Служанки остались снаружи, а Художник приблизился к краю пруда. Да, выглядит неплохо. Он оглянулся на Юми, которая вместе с ним зашла за скалу, скрывшую его от посторонних взглядов. Она раскраснелась как рак. Почему?

А-а… До Художника дошло. Ему предстоит помыться, а она не может отступить на него далее чем на десять футов.

– Не волнуйся, – прошептал он. – Просто зайди вон за те камни и присядь.

– Герой, это неподобающе, – ответила она.

Затем она начала раздеваться, сперва развязав пояс. Пусть она и призрак или нечто вроде того, но одежда все еще при ней. Юми удалось снять платье и сложить на земле, оставшись в подобии тонкой ночной сорочки.

– Подожди, – остановил ее Художник. – Прятаться, значит, неподобающе, а вот это – подобающе?

– Даже в духовной форме я остаюсь йоки-хидзё, – объяснила Юми, – и обязана следовать предписаниям духов. Мне нужно совершить ритуальное омовение. Раз мы хотим выяснить, зачем духи прислали тебя, я должна предстать перед ними чистой.

Художник предпринял усилие, чтобы не покраснеть. Герои-то, вестимо, не краснели. Разве что в результате изрядных возлияний после победы над четвертым драконом.

– Ладно, – сдался он. – Ополоснемся прямо в одежде.

– Так невозможно очиститься, – возразила Юми. – Тем более Чхэюн и Хванчжи не поймут.

Она качнула головой в сторону, и Художник увидел приближающихся служанок. Он думал, что те остались снаружи, позволяя ему уединиться, но на самом деле они задержались, чтобы приготовить мыло. И очевидно, раздеться.

На обеих теперь не было ничего.

Художник на миг остолбенел.
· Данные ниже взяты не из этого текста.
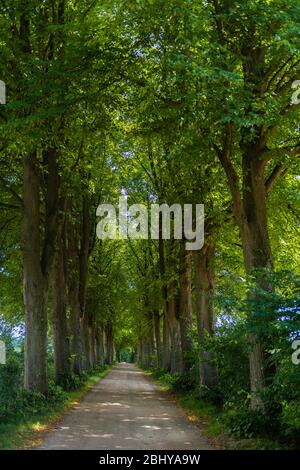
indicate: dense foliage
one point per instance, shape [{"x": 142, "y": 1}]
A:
[{"x": 162, "y": 102}]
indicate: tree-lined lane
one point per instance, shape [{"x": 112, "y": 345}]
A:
[{"x": 125, "y": 410}]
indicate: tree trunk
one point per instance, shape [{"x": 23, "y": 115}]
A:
[
  {"x": 185, "y": 313},
  {"x": 85, "y": 338},
  {"x": 176, "y": 364},
  {"x": 166, "y": 342},
  {"x": 257, "y": 254},
  {"x": 92, "y": 345},
  {"x": 59, "y": 319},
  {"x": 99, "y": 345},
  {"x": 35, "y": 284},
  {"x": 109, "y": 343},
  {"x": 204, "y": 285},
  {"x": 158, "y": 348}
]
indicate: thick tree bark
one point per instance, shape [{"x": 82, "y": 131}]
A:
[
  {"x": 174, "y": 328},
  {"x": 85, "y": 339},
  {"x": 185, "y": 312},
  {"x": 35, "y": 283},
  {"x": 99, "y": 345},
  {"x": 92, "y": 345},
  {"x": 60, "y": 331},
  {"x": 109, "y": 343},
  {"x": 250, "y": 212},
  {"x": 37, "y": 264},
  {"x": 204, "y": 285},
  {"x": 257, "y": 254},
  {"x": 158, "y": 345},
  {"x": 73, "y": 298}
]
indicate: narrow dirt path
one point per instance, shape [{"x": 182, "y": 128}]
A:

Разумеется, не от смущения, ведь он был могучим героем и всякое такое. Наверняка его заставило остолбенеть нечто более героическое. Например, несварение.

– Они видят тебя в моем облике, – напомнила Юми, – поэтому ты их не смутишь.

Он не смутит их.

Ну да.

Безусловно, именно это его и волновало.

Служанки отложили мыло и принялись раздевать его, ведь так было положено. Если вы вдруг окажетесь в похожей ситуации, то самое время сказать «стоп». Не важно, если вы являетесь героем книги, если на кону судьба мира или если происходящее – всего лишь результат глупости. Не позволяйте никому вас раздевать, если вы против.

Художник же твердо настроился помочь Юми. Не напортачить, как он изрядно напортачил в своей настоящей жизни. Поэтому он пытался вести себя как ни в чем не бывало. Получилось не ахти, но такая решительность достойна похвалы. Давайте считать, что держался он почти стоически, а раскраснелся лишь от жары. Держаться стоически он мог лишь до той поры, пока не взглянул на Юми, которая стянула сорочку и смущенно прижала ее к груди. Ее длинные, блестящие черные волосы ниспадали по плечам и рукам.